Yeah i know he is famous for his battles in India but i got sick of brit people i see in forums diss Napoleon and say bla bla "Wellington was alot better, you know Waterloo?"   Like someone's hole history can be changed by one defeat.  Heck Ceasar was killed like he was an animal....

So i was joking about Wellington comparison to Napoleon and wasnt dissing other famous generals of Britain through history.

William Wallace i have alot respect for,ever since i saw the real one i a documentary. The way he fought and so on.


----------



## Foxbat

I think everybody can bring up reasons as to why this or that general is the greater. Let's face it, we're never going to come to any sort of consensus because we all have different ideas. 

As for Napoleon and Wellington...it would have been interesting to see an 1805 version of Napoleon facing off against an 1815 Wellington.

It's pretty well known that Napoleon was not a well man during Waterloo and this (in some areas) has been used as a reason to partially account for his defeat.

PS.  For those that are interested, my avatar is the charge of the Scots Greys at Waterloo (where they captured a French Eagle Standard).


----------



## Dexter

How do we measure greatness? Do we measure it by name recognition? By some success to failure ratio? By longevity of prominence? Or by their individual high-water mark? By each of the above standards, save the success/failure ratio, Napoleon arguably scores higher than Wellington. But is Napoleon truly greater than Wellington? How do both men score against Julius Caesar, Alexander, Genghis Khan, Oda Nobunaga, or countless others?

On a personal level I don't like how Napoleon treated his men. His neglect killed so many of them. I'll never consider him to be cool.


----------



## Foxbat

> How do we measure greatness? Do we measure it by name recognition? By some success to failure ratio? By longevity of prominence? Or by their individual high-water mark? By each of the above standards, save the success/failure ratio, Napoleon arguably scores higher than Wellington. But is Napoleon truly greater than Wellington? How do both men score against Julius Caesar, Alexander, Genghis Khan, Oda Nobunaga, or countless others?


 
Who knows? Usually you would apply a benchmark of some sort - but what would that be?

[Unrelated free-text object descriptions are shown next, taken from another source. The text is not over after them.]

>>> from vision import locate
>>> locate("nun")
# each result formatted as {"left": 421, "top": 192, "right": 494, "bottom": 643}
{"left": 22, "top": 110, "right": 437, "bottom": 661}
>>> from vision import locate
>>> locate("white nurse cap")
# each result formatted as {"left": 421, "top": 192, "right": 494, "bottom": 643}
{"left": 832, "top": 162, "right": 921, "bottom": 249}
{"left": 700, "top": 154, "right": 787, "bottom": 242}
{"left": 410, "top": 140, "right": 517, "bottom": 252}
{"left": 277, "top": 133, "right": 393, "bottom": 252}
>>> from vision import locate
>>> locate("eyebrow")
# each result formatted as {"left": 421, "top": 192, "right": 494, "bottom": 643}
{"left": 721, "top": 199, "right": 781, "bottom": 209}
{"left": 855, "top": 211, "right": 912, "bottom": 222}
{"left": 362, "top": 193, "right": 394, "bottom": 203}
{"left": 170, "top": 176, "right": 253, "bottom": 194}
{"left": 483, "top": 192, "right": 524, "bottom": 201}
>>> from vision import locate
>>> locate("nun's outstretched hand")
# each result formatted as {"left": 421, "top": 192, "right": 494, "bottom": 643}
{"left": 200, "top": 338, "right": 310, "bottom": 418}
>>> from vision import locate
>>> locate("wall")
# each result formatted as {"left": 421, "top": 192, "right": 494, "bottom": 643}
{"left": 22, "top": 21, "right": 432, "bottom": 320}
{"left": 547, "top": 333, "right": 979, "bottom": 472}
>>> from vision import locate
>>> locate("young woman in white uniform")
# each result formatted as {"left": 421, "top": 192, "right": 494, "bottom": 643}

One thing's for certain, there's enough here for this debate to go on and on


----------



## scalem X

Oda Nobunaga, well he did burn his enemies alive .
Khubilai was a great ruler and conquerer.

But the coolest beyond doubt was: Hannibal

I mean to cross the Alps with elephants, that's the coolness!

March on Rome instead of Building boots wasn't very smart, but damn was it cool.


----------



## Dexter

Just think what Hannibal could've done had Carthage properly supported his efforts. Carthage absolutely did not deserve Hannibal and Hannibal deserved way better than he got. The elephant crossing was very cool. He also had that whole underdog thing going on. Also cool. 

Oda Nobunaga was a very cool general.  His impact in Japan is comparable to Charlemagne's in western Europe.


----------



## Connavar

Dexter said:


> How do we measure greatness? Do we measure it by name recognition? By some success to failure ratio? By longevity of prominence? Or by their individual high-water mark? By each of the above standards, save the success/failure ratio, Napoleon arguably scores higher than Wellington. But is Napoleon truly greater than Wellington? How do both men score against Julius Caesar, Alexander, Genghis Khan, Oda Nobunaga, or countless others?
> 
> On a personal level I don't like how Napoleon treated his men. His neglect killed so many of them. I'll never consider him to be cool.



Prolly some  scholar could found out which general was the greatest by  how effective a General was. I dont think how much he cared for his men would be such a big plus or minus for any of them.  I mean their job was also to  lead men to their death.

But this thread is which one you found are coolest.

I didnt chose my list by the coolest.  Just the ones i thought was the best generals. 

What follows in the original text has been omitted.